ALTHEA (pretending alarm): Gracious!
ALEX: Well, like this. (He connects the circle to a heart and takes out a big handful of coins.) These are the men she’s known. (Dropping coins of different sorts inside the heart:) Here’s the boy in dancing school; here’s the policeman she thought was so beautiful; here’s her first love; here’s her husband, her — (He lets an American fifty-cent piece drop.)
ALTHEA: I stop there. (She points to the fifty-cent piece.)

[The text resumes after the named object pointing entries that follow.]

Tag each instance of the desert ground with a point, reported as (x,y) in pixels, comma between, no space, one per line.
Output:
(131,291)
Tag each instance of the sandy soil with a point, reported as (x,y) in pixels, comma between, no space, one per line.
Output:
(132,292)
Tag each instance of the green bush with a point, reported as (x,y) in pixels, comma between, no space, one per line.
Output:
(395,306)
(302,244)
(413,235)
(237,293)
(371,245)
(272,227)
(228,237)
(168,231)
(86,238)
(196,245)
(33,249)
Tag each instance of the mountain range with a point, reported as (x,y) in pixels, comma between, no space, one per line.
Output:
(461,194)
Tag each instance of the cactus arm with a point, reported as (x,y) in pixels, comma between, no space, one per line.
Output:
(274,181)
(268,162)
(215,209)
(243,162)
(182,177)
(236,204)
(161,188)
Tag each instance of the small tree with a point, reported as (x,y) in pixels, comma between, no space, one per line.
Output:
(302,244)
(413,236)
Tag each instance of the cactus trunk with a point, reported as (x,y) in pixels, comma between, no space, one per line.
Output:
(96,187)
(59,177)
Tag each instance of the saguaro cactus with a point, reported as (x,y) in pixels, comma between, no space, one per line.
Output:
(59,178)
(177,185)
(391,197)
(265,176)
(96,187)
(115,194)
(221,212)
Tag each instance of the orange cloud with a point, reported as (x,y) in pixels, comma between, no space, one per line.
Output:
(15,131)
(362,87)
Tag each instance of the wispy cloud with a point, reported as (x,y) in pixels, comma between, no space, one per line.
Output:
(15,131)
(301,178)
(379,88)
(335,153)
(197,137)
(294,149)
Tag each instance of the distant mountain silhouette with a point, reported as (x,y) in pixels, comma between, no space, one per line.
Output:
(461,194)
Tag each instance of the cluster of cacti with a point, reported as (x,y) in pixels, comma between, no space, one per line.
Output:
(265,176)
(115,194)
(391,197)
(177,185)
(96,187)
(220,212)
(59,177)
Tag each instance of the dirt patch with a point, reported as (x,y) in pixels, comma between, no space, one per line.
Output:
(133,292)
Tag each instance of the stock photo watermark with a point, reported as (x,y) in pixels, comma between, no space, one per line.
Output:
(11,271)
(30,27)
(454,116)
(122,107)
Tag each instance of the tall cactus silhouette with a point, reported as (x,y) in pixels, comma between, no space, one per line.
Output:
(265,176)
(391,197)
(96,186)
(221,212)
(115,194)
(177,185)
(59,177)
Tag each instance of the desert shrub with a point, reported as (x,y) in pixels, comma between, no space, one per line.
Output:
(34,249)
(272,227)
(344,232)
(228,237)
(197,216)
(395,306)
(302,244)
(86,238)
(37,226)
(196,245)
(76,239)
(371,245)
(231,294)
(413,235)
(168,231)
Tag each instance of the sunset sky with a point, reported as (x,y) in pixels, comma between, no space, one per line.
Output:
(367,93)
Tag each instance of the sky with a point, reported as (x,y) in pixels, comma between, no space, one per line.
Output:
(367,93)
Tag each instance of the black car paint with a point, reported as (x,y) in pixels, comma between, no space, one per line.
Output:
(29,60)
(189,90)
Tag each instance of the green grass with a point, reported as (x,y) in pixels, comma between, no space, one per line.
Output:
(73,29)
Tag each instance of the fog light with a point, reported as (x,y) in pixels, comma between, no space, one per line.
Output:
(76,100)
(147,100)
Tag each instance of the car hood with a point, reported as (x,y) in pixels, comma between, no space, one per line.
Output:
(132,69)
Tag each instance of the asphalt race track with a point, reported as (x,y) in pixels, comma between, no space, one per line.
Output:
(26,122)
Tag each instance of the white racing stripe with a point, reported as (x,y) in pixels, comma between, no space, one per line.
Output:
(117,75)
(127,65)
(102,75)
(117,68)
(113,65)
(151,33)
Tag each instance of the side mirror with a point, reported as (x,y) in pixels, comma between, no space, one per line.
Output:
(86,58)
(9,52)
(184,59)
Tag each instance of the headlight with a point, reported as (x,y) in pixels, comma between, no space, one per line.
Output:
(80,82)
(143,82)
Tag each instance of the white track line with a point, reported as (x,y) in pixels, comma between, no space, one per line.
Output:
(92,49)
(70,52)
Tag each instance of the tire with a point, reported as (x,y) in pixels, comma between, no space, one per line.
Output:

ALEX (smiling and dropping more coins): These are just for illustration. Now a girl never gets rid of any of them. All their voices are always arguing in her mind — a great psychologist said that. But a man can love one woman exclusively. His heart’s like this. (Beside the heart he piles other coins, one on top of another in a stack.) First, here’s his mother. Here’s his nurse. Here’s the pretty little girl across the street. Here’s the one he took to a college dance. Each one tops the other, see — obscures her completely — until he gets the one he loves — (looks at Althea) — or loses her. Then the others after that don’t count. (He lets the last coins scatter loosely about the table.)
ALTHEA (defiantly touching the fifty-cent piece in the heart): 1 don’t believe it, Alex.
ALEX: It’s true — there’s a little part of you, no matter how small, how buried, that belongs to me.
Althea sweeps all the other coins out of the heart with her other hand.
Wharf in Genoa beside the Conte Biancamano: People embarking.
Group shot of Althea handing a coin to a newsboy. Alex is standing beside her. Mrs. Chilton and the nurse, in background, are watching porter pile baggage.
Alex and Althea look eagerly at the paper.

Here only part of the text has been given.